One striking difference in the behavior of the protist symbionts in extant termites and K. burmensis is the presence of encysted stages in the latter. In extant termites, mature protist cysts are rarely formed [26,27] and never in alates since the flagellates are transferred to nest mates and hatchlings by proctodeal trophallaxis (intrastadial and intergenerational transfer). However it has been hypothesized that the distant ancestor of termites passed flagellate cysts to nest mates and hatchlings by coprophagy [6,7,27-30].

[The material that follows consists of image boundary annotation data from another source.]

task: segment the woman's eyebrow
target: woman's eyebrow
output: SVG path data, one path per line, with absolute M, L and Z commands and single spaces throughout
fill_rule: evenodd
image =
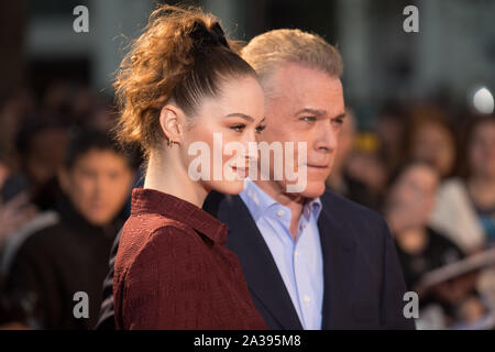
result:
M 226 118 L 241 118 L 241 119 L 248 120 L 250 122 L 254 121 L 254 119 L 252 117 L 241 113 L 241 112 L 229 113 L 228 116 L 226 116 Z

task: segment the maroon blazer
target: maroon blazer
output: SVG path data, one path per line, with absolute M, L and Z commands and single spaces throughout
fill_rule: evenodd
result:
M 226 241 L 202 209 L 135 188 L 114 265 L 117 329 L 266 329 Z

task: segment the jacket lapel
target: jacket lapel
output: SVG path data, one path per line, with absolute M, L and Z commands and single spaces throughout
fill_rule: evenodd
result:
M 344 219 L 337 219 L 332 215 L 332 197 L 334 196 L 329 193 L 322 197 L 322 211 L 318 219 L 323 255 L 323 330 L 338 324 L 340 308 L 343 309 L 350 299 L 355 257 L 352 231 L 343 227 Z
M 239 196 L 223 196 L 217 217 L 228 228 L 226 246 L 238 255 L 251 294 L 283 329 L 302 330 L 290 296 L 263 235 Z

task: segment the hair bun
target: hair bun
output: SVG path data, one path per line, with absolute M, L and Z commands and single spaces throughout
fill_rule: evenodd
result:
M 193 38 L 193 46 L 196 50 L 205 50 L 208 46 L 222 45 L 230 48 L 227 42 L 226 34 L 218 22 L 215 22 L 210 29 L 207 29 L 205 23 L 196 21 L 193 24 L 193 30 L 189 33 Z

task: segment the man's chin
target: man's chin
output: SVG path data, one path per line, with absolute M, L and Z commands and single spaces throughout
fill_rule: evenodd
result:
M 309 182 L 306 185 L 306 188 L 298 194 L 305 198 L 318 198 L 324 194 L 326 186 L 324 180 L 319 182 Z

Several possible scenarios could explain the presence of cysts in K. burmensis:

A), the colony was subsocial and ingesting cysts in fecal pellets (coprophagy) was the main method for the intrastadial and intergenerational transfer of protists; B), the colony was subsocial or eusocial and both coprophagy (ingesting cysts in fecal pellets) and proctodeal trophallaxis served to transfer the flagellates to nest mates and hatchlings; C), the colony was eusocial and protozoa were transferred by proctodeal trophallaxis. The cysts were an ancestral carry-over and represent an evolutionary dead-end; D), some of the cysts could have been ingested while feeding and had no trophic association with K. burmensis.

Materials and methods

Specimens

The amber with the fossil termite containing the protists is roughly semi-circular in outline, measuring 13 mm along the longest edge, 10 mm in width and 1 mm in thickness. Observations, drawings and photographs were made with a Nikon SMZ-10 R stereoscopic microscope and Nikon Optiphot compound microscope. Since all photographs were taken through the thickness of the amber matrix, it was not possible to get as close as desired to individual protists without polishing away adjacent ones as well as portions of the termite host. Therefore all photos were taken at 20×. With such a small image, it was only possible to obtain a single clear photo of the specimen since further fine adjustment produced blurry images. Adobe Photoshop was used to enlarge the photos and to obtain several modified images by using different settings of contrast, light intensity and resolution. The drawings were made from a combination of the modified images and that is why they contain more detail than the corresponding photographs, which represent the best single image obtained under the various settings. Thus Photoshop manipulation was used to replace optical sections, that were not possible to make with such small objects and at such a low magnification.

Locality

The amber was obtained from a mine first excavated in 2001 in the Hukawng Valley, southwest of Maingkhwan in the state of Kachin (26°20'N, 96°36'E) in Myanmar (Burma). On the basis of paleontological evidence, this new Noije Bum 2001 Summit Amber Site was assigned to the Early Cretaceous, Upper Albian [31] placing the age at 97 to 110 mya.

Type material

In accordance with section 8.6 of the ICZN's International Code of Zoological Nomenclature, copies of this article are deposited at the following five publicly accessible libraries: Natural History Museum, London, UK; American Museum of Natural History, New York, USA; Museum National d'Histoire Naturelle, Paris, France; Russian Academy of Sciences, Moscow, Russia; Academia Sinica, Taipei, Taiwan.

Source

Nuclear magnetic resonance (NMR) spectra and the presence of araucaroid wood fibers in amber samples from the Noije Bum 2001 Summit site indicate an araucarian (possibly Agathis) tree source for the amber [32].

Competing interests

The author declares that he has no competing interests.

Acknowledgements

I thank Christine Nalepa for discussions and supplying references and Art Boucot and Roberta Poinar for reading earlier versions of the manuscript.